Après un entracte engagé consistant à jeter des sacs de sels sur tous les acteurs du scandale Black Black Canary, ou BBC pour les intimes – dédicace à Tyler Knight-, tout était bien parti pour enfin m’attarder sur mon prochain chef d’œuvre d’investigation : le corps d’Apollon des temps modernes d’Henry Cavill. Mais, malheureusement, force est de constater que j’ai encore une fois tristement échoué, en dérivant vers un autre sujet, qui j’espère, ravira les petits, les grands, ainsi que les amateurs de plastic, permettant de ce fait aux corses et aux basques de participer. Mais d’abord, un petit point histoire-géographie.

I – Le Québec, plus qu’une simple province canadienne

Le Canada, c’est 3 territoires et 10 provinces, et parmi celles-ci, une que tout le monde connait : Le Québec. Mais cela n’a pas toujours été le cas. En effet, il faut comprendre que quand Jacques Cartier fout les pieds en Amérique du Nord en 1534, il ne s’est pas tapé la traversée de l’Atlantique pour aller chercher du sirop d’érable, et est bien décidé à contribuer au premier empire colonial français.
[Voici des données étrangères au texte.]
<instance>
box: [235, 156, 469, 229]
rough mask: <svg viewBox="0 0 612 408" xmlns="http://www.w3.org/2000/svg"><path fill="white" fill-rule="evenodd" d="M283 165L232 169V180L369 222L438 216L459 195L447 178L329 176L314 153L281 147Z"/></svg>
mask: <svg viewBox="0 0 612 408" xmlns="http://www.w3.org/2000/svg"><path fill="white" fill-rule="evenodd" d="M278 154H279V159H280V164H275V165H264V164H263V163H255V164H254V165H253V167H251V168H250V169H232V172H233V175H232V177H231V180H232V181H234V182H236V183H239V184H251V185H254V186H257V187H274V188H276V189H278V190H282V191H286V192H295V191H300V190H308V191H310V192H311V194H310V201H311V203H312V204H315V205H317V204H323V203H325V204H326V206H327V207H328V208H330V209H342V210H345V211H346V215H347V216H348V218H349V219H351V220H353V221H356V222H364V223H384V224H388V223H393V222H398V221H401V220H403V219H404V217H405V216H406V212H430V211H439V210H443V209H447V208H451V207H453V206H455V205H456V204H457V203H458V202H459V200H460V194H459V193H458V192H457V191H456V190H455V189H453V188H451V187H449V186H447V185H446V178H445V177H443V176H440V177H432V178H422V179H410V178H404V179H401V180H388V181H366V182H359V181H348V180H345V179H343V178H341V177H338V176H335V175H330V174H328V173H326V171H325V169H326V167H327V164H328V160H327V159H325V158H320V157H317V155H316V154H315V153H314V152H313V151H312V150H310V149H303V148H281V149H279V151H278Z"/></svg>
Ainsi, est créée la Nouvelle-France, au drapeau marqué par ses lys, vice-royauté qui perdurera tout de même jusqu’en 1763. A cette époque, le Canada n’est qu’une des diverses colonies constituant cette monarchie, dont la capitale créée pourtant bien des années plus tard, en 1608, est la ville de Québec. Comme sur le reste de ce nouveau territoire, la langue officielle est bien entendu le français. Tout cela va perdurer pendant plusieurs longues années, jusqu’à ce que, comme d’habitude lorsque tous les dirigeants d’Europe décident de montrer en même temps qu’ils ont la plus  grosse, la guerre éclate. Et cette guerre, qualifiée sobrement « Guerre de 7 ans », bien que quasiment exclue des manuels d’histoire européens, est pourtant considérable. Une véritable guerre mondiale au sens littéral du terme, qui se conclut par la défaite du Roi de France, de l’archiduché d’Autriche, et du Saint-Empire face à la Grande-Bretagne et la Prusse.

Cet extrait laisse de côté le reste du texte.